Glass ball on aluminum funnel

Technology and creativity: These are the two poles of Rácz's artistic work - although the technical aesthetics are by no means intended to be perfect.

"I don't want to design," emphasizes the light artist.

"The light sources should appear rough, not round." And so he sometimes uses stainless steel tea strainers, clothes hangers or pasta strainers for his light objects, which cast magical reflections on the wall when the spectral colors flow over the brickwork in a star shape or in waves.

So that everything doesn't get too pretty, sockets, lines and cables remain visible and deliberately break the aesthetics.

Colored fluorescent tubes become faces, as in the work "Colour Face", a gold-coated glass ball on a disused aluminum funnel for the "Golden Globe" and aluminum grids throw exciting light reflections on the wall,

that the artist associates it with the northern lights.

"Aurora Borealis" is then also installed on a mobile base and can be dimmed.

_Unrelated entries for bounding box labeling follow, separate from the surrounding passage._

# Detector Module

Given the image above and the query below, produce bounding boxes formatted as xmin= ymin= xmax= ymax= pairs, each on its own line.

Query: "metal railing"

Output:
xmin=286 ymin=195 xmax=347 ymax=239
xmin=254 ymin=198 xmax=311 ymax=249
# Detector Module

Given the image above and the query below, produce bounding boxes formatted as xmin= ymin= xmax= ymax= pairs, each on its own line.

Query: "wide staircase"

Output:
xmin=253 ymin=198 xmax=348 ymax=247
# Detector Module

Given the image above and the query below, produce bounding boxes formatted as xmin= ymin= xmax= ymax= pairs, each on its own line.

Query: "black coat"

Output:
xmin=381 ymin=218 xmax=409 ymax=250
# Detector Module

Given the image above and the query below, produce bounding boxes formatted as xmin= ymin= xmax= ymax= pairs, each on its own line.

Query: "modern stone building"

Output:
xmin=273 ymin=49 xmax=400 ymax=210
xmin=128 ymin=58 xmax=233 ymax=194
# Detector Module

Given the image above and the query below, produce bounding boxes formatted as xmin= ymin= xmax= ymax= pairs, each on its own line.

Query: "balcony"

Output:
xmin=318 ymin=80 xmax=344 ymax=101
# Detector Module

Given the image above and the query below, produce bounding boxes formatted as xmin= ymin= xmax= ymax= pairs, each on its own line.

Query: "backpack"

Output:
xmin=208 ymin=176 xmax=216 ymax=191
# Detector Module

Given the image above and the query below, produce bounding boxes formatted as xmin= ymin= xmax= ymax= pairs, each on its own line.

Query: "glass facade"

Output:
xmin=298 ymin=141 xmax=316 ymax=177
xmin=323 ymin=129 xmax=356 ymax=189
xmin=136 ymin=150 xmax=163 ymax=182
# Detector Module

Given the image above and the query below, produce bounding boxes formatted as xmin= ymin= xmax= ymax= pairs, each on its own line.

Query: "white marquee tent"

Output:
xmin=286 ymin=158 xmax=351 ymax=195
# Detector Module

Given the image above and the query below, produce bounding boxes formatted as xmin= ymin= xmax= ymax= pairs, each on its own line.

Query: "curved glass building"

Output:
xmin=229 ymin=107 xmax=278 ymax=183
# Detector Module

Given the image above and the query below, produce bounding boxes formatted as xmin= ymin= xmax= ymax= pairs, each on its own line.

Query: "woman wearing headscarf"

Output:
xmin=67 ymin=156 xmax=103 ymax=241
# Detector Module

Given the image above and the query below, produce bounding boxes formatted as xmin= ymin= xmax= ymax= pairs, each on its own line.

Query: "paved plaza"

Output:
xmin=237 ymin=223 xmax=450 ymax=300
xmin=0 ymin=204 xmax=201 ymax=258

Recently it's even wireless.

In his most recent work, László Rácz converted a glass vase with LED lights into a transparent glass cylinder sparkling in rainbow colors, a work that, like the entire exhibition, is best viewed in the evening hours - when the play of light unfolds its full effect.

a.k

The exhibition by the light artist László Rácz can be seen in Paolo de Brito's studio at Bahnhofstraße 1-3 in Starnberg - until Sunday, February 20, from 4 p.m. to 7 p.m.

The artist's wife, Iris Oberholz, is also exhibiting: she is presenting two paintings.